---
1. Doe uw veiligheidsgordel om . Dit is de allerbelangrijkste veiligheid.
2. Controleer je omgeving . Voordat u uw auto start, neem even de tijd om uw omgeving te controleren.
- Zorg ervoor dat er geen voetgangers of andere auto's in uw directe omgeving aanwezig zijn.
- Controleer uw spiegels en dode hoeken.
3. Draai de sleutel naar de stand "AAN" . Start de motor nog niet.
4. Controleer je lichten . Doe uw koplampen en achterlichten aan. Hierdoor kunnen andere automobilisten u zien, vooral 's nachts.
5. Check je spiegels opnieuw . Zorg ervoor dat er zich nog steeds geen voetgangers of andere auto's in uw directe omgeving bevinden.
6. Druk het koppelingspedaal in (als je een handgeschakelde versnellingsbak hebt) . Hierdoor wordt de motor losgekoppeld van de transmissie, waardoor het gemakkelijker wordt om de auto te starten.

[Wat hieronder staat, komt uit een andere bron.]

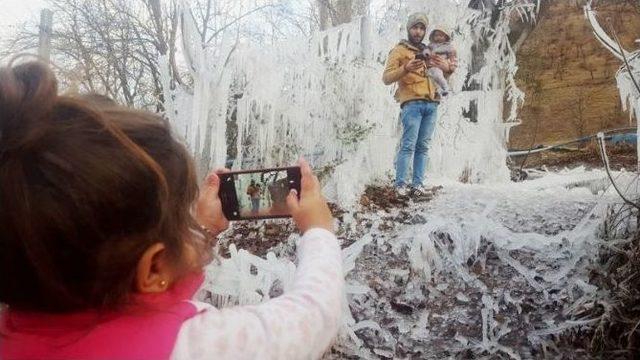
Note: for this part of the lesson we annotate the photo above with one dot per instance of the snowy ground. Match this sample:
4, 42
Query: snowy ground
490, 270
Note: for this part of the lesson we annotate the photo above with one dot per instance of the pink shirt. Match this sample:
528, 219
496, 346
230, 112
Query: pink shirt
299, 324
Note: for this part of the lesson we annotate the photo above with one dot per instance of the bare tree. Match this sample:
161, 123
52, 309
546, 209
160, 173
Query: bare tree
113, 47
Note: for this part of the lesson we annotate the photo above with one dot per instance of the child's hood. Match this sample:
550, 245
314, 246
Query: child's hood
442, 29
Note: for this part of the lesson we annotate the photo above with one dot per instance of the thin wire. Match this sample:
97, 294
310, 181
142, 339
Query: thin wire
606, 167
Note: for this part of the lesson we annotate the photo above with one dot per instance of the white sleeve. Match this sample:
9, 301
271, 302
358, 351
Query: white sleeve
300, 324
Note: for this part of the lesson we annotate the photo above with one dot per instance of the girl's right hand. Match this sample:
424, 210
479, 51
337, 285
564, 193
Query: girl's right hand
311, 211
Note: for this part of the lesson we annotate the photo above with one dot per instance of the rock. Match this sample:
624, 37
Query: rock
401, 307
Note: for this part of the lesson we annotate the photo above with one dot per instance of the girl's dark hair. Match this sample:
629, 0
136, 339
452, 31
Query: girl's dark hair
85, 188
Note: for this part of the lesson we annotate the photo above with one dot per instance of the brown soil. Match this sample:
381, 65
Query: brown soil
620, 156
568, 77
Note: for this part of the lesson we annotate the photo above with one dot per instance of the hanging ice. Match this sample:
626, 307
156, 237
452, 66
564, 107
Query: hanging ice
325, 100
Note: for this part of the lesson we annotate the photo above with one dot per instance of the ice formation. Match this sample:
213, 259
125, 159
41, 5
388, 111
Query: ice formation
325, 100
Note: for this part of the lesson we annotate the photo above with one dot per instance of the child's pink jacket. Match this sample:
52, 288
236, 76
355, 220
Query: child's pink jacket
300, 324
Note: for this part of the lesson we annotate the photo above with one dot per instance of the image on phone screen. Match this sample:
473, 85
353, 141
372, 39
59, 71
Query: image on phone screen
258, 194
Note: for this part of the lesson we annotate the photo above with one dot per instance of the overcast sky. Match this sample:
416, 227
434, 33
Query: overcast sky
15, 12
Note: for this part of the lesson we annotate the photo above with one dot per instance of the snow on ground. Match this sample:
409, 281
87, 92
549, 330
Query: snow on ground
479, 269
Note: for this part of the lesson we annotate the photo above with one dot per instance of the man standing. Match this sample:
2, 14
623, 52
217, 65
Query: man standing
417, 97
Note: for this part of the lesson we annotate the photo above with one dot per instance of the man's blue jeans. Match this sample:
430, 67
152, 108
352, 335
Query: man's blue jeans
418, 122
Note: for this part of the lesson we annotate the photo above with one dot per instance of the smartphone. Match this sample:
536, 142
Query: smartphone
258, 194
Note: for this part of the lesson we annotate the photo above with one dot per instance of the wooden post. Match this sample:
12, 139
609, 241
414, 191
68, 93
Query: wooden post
44, 45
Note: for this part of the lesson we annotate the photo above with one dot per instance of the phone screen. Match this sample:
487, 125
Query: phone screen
258, 194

7. Start de motor . Draai de sleutel naar de "START"-positie en houd hem daar vast totdat de motor start.
8. Laat het koppelingspedaal los (als je een handgeschakelde versnellingsbak hebt) .
- Doe dit langzaam en soepel, om te voorkomen dat de motor afslaat.
9. Schakel naar de eerste versnelling (als je een handgeschakelde versnellingsbak hebt) . Hierdoor kun je in beweging komen.
10. Versnel geleidelijk . Trap het gaspedaal niet te hard in, omdat u hierdoor de controle over de auto kunt verliezen.
11. Zet uw grootlicht uit . Als u uw grootlicht hebt ingeschakeld, schakelt u deze tijdens het rijden uit. Grootlicht kan tegenliggers verblinden.
12. Rijd veilig . Houd u altijd aan de snelheidslimiet en rijd defensief.